"What are you going to do about it, then?" Sandy McQuarry glared. "Ah'm goin' to drive on," he declared grimly.
"Indeed!" Miss Weir placed her basket exactly in the middle of the road, carefully adjusted her shawl over it, and, with perfect deliberation, sat down upon it.
"Hoh!" Sandy McQuarry grunted disdainfully. He could soon scare even the Duke of Wellington out of such an untenable position. "Ma conscience, but ye'll no sit there lang!" he muttered. He urged his team forward until the nose of one of his grays was right over her head. But he had not calculated on the immovability of the Iron Duke. She did not stir a muscle, but sat, with a calm, meditative face, gazing across the valley. The grays tossed their heads, puzzled and indignant, and then stopped.
Sandy McQuarry was red with rage.
"D'ye want me to run over ye, ye thrawn piece o' humanity, ye?" he shouted.
The Duke did not appear to hear him.

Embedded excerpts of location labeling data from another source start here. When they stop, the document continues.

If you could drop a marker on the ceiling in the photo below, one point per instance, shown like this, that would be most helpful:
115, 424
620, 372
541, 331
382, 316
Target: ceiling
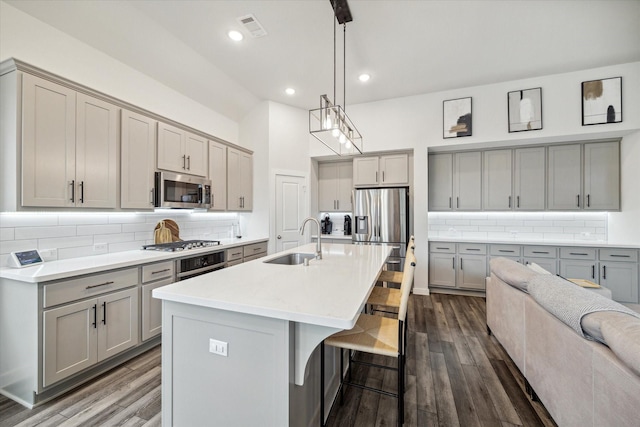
408, 47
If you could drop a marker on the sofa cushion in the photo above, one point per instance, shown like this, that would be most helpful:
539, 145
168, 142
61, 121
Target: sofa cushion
621, 333
513, 273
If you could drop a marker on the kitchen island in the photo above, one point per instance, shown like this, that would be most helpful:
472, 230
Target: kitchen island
237, 342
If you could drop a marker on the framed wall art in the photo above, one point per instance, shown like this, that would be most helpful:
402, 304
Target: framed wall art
456, 118
602, 101
525, 109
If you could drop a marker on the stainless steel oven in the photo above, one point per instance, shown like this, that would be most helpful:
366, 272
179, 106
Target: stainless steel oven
200, 264
174, 190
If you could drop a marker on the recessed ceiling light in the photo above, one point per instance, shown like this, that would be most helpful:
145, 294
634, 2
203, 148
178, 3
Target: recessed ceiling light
235, 35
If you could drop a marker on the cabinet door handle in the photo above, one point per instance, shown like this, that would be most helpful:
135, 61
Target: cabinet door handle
95, 316
110, 282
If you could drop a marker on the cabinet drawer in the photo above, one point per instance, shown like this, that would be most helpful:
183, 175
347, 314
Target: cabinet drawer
540, 252
472, 248
234, 262
83, 287
447, 248
234, 254
618, 255
504, 250
578, 253
157, 271
255, 248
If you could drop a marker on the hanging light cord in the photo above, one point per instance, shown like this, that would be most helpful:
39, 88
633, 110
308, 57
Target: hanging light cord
344, 67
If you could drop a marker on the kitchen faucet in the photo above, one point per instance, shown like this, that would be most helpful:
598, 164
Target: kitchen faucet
318, 243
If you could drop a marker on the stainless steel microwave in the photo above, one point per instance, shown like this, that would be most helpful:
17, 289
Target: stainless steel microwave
174, 190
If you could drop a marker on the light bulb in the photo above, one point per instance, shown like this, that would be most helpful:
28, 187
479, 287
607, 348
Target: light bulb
327, 122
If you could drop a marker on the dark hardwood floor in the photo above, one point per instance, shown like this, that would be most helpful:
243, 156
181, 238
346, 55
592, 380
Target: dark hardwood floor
457, 375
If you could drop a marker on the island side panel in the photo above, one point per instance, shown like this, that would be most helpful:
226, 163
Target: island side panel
250, 386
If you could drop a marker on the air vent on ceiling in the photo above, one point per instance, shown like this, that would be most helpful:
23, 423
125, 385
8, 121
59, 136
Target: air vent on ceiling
252, 25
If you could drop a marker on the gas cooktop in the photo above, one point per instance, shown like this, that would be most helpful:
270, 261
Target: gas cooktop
181, 246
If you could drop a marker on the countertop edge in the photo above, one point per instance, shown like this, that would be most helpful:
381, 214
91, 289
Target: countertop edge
73, 267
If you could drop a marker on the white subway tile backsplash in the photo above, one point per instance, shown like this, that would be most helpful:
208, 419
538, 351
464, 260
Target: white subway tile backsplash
7, 234
74, 234
81, 219
565, 226
65, 242
31, 232
84, 230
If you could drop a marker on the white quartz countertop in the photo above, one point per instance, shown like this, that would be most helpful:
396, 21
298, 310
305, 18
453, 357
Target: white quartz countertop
63, 269
328, 292
580, 243
339, 235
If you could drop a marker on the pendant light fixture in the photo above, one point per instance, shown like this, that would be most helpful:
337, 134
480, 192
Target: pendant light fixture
330, 124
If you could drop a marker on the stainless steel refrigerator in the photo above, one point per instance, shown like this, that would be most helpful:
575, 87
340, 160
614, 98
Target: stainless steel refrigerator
381, 215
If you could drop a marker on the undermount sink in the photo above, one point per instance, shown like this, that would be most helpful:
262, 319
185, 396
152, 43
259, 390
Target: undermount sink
291, 259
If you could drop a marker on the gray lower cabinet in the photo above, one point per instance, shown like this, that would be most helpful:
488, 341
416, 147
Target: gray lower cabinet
154, 276
78, 335
464, 266
458, 266
619, 272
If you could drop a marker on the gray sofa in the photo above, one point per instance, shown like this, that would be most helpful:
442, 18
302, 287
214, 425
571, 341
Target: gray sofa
580, 381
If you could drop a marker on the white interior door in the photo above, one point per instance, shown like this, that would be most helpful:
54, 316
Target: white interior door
290, 211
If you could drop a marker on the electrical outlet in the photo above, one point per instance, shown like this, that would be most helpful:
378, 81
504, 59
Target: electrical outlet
100, 248
218, 347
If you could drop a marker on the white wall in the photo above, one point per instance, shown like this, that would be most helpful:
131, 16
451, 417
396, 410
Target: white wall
32, 41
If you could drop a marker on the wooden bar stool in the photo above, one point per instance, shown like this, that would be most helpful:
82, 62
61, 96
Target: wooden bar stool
389, 298
377, 335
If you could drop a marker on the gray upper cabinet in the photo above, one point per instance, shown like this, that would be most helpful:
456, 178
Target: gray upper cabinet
602, 176
137, 160
455, 181
467, 181
496, 180
529, 178
440, 182
69, 146
584, 176
565, 173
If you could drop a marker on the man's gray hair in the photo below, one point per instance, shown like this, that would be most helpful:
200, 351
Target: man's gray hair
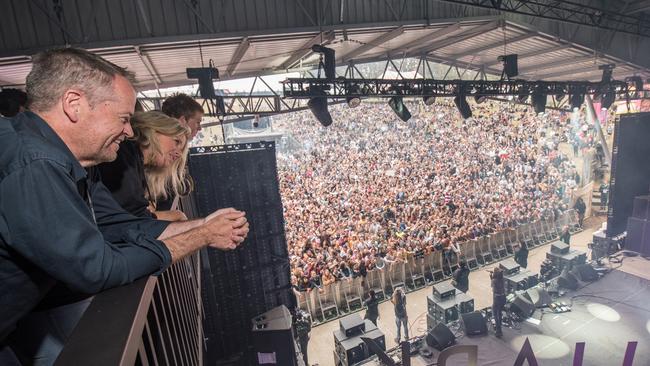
57, 70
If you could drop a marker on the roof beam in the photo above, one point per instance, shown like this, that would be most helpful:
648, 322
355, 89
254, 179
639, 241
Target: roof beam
493, 45
473, 32
573, 71
638, 7
534, 53
146, 61
305, 49
377, 41
237, 56
430, 37
554, 64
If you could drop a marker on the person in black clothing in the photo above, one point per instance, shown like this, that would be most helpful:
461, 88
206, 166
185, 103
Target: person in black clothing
565, 235
521, 256
498, 298
581, 208
149, 165
461, 277
401, 317
373, 307
61, 227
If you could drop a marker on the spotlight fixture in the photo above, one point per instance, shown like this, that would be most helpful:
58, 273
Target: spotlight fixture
607, 98
329, 63
480, 99
397, 105
318, 106
576, 100
463, 107
353, 100
539, 99
509, 65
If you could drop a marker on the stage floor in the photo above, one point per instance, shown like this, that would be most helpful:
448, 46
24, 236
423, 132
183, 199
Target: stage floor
605, 315
556, 338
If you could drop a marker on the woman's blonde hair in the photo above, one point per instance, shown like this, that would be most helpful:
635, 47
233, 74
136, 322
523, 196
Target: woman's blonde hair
173, 179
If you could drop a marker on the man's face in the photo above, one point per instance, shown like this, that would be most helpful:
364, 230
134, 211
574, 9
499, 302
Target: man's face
107, 123
194, 123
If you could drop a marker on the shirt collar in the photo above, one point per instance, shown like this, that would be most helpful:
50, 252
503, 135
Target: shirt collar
38, 125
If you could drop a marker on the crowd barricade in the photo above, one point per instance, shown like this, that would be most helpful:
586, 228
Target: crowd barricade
375, 281
415, 271
483, 248
347, 294
539, 237
574, 220
351, 293
526, 235
497, 245
468, 249
549, 227
510, 239
395, 274
327, 300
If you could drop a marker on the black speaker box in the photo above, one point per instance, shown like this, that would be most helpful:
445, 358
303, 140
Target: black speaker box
440, 337
474, 323
585, 272
443, 290
522, 307
638, 235
538, 297
274, 336
641, 207
352, 325
559, 248
568, 280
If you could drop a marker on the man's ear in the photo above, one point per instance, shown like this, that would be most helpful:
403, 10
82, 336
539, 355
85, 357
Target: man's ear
72, 101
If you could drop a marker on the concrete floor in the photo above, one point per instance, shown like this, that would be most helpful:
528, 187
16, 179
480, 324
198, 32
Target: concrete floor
321, 344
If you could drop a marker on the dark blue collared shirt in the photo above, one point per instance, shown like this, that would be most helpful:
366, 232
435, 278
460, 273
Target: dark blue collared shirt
59, 224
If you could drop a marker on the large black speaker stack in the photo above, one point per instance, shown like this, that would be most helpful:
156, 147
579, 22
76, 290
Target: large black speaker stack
349, 347
272, 338
630, 178
638, 226
240, 284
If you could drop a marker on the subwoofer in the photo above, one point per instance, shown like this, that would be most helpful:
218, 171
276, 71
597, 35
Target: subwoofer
440, 337
474, 323
522, 307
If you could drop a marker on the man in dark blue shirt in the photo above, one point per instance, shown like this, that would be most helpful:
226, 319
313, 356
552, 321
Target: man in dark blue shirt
59, 225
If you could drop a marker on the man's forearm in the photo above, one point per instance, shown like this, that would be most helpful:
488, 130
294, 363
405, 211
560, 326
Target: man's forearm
186, 243
179, 227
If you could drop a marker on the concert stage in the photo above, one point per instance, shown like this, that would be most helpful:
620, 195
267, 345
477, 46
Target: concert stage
605, 315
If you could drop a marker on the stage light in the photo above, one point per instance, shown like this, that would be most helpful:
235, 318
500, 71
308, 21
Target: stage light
576, 100
318, 107
463, 107
509, 65
607, 98
329, 62
397, 105
539, 100
354, 100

He rose to his feet, whip in hand.
"Jemima Weir!" he thundered, "will ye, or will ye no step off that road and let me drive on?"
"I will no!" answered the Duke, with unkind emphasis.
The man raised his whip over his horses' backs and then paused. Plainly she intended to be slain rather than yield, and though murder was in Sandy's heart he hesitated to commit it. He glanced about him with a movement of impotent rage. Never before had he been balked in his will by man, nor had he ever met the woman who had dared to cross him. And here he was, held up in his own particular saw-log road by one of the despised sex! He remembered, in choking wrath, that he was a pillar of the Glenoro church, that before him was the schoolmistress, and behind the doctor and old Hughie Cameron's niece, and he dared not give adequate expression to the rage with which he was being consumed.
In a voice inarticulate with anger he opened a parley. He declared that he would have the law, that he would publish her high-handed act from one end of the county of Simcoe to the other, that he would get himself elected for trustee and drive her out of the section. He blustered, he threatened, he scolded, he argued. And through it all the obstacle sat on her basket, in the middle of the highway, not deigning him even a glance. But as the maddened man foamed on, there arose once to the surface the lurking twinkle in the Duke's gray eyes. For there was no doubt Sandy was weakening. He had even stooped to reason with her now.